Regulatory carbon accounting requires transparent activity data lineage. The routine above embeds a machine-readable audit_manifest directly into the output xarray attributes. This manifest survives downstream serialization to Parquet or GeoTIFF and satisfies third-party verifier requirements under ISO 14064-3 and the GHG Protocol Corporate Accounting and Reporting Standard. Those attributes flow directly into MRV data lineage and provenance tracking, where they become the queryable record an auditor traces.

Key compliance gates enforced:

  1. Observation density threshold. Cells with <3 clear-sky acquisitions are masked and logged. Verifiers can trace interpolation flags to specific temporal windows rather than discovering silent gaps.
  2. QA pass rate tracking. The qa_pass_rate_pct metric documents atmospheric clearance performance per tile. Drops below 60% trigger automatic pipeline alerts for manual review.
  3. CRS and geolocation integrity. Strict projection enforcement prevents sub-pixel drift during temporal stacking, ensuring spatial consistency across multi-year baselines.
  4. Fallback transparency. When rolling 90-day composites are invoked, the interpolation_flag attribute explicitly marks affected pixels, preventing false attribution of carbon stock changes to unverified data.

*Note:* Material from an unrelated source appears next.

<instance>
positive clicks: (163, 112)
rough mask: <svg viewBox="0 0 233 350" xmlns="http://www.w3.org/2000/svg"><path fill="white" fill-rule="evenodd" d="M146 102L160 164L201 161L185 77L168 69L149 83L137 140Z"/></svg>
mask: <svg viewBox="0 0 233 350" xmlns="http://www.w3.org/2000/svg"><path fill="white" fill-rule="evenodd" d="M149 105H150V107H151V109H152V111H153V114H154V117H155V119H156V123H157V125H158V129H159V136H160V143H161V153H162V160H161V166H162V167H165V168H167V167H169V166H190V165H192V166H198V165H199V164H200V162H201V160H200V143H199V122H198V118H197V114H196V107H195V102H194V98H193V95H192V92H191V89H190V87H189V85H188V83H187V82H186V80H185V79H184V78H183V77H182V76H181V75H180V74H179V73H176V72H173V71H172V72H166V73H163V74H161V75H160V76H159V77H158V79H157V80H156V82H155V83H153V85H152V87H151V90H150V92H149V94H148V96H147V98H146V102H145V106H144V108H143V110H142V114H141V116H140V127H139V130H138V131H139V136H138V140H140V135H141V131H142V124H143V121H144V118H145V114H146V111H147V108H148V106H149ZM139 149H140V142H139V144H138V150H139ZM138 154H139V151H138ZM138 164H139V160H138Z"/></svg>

For authoritative QA parsing specifications, consult the USGS Landsat Collection 2 Quality Assessment Band and the ESA Sentinel-2 Level-2A Scene Classification Map.

Production Integration

Deploy the routine within an async tile-processing framework, following a fixed ingest → diagnose → transform → validate → export → submit sequence:

  1. Ingest. Query the STAC API for Sentinel-2 MSI and Landsat 8/9 OLI items over the tile footprint and reporting window, reading chunked COGs lazily so out-of-core array operations never block on a single oversized stack. Throughput at continental scale leans on async satellite tile processing with Dask.
  2. Diagnose. Run preflight_ndvi_stack to confirm CRS, a monotonic time axis, and per-month observation sufficiency; route thin months to the fallback path.
  3. Transform. Call aggregate_monthly_ndvi with method="median" (or "p75" for soil-moisture-prone semi-arid tiles), reducing each pinned calendar month.
  4. Validate. Assert the qa_pass_rate_pct and low_density_cells_pct gates and reject any composite that breaches the configured floors.
  5. Export. Serialize to Parquet or GeoTIFF with the audit_manifest and interpolation_flag attributes intact.
  6. Submit. Feed the composites into a CUSUM or Bayesian change-detection module — the change models behind the deforestation alert generation pipelines — and forward the lineage to registry submission. The aggregated trajectories also feed parcel-level estimates in the spatial modeling and carbon stock validation layer.

Use dask.distributed to schedule chunked COG reads across distributed workers, routing STAC item lists through a priority queue that balances sensor availability and cloud-cover forecasts. By enforcing strict QA filtering, statistical robustness, and embedded audit trails, monthly temporal aggregation of NDVI transforms noisy optical observations into verifiable carbon accounting inputs that survive regulatory scrutiny and provide the deterministic foundation required for automated MRV compliance.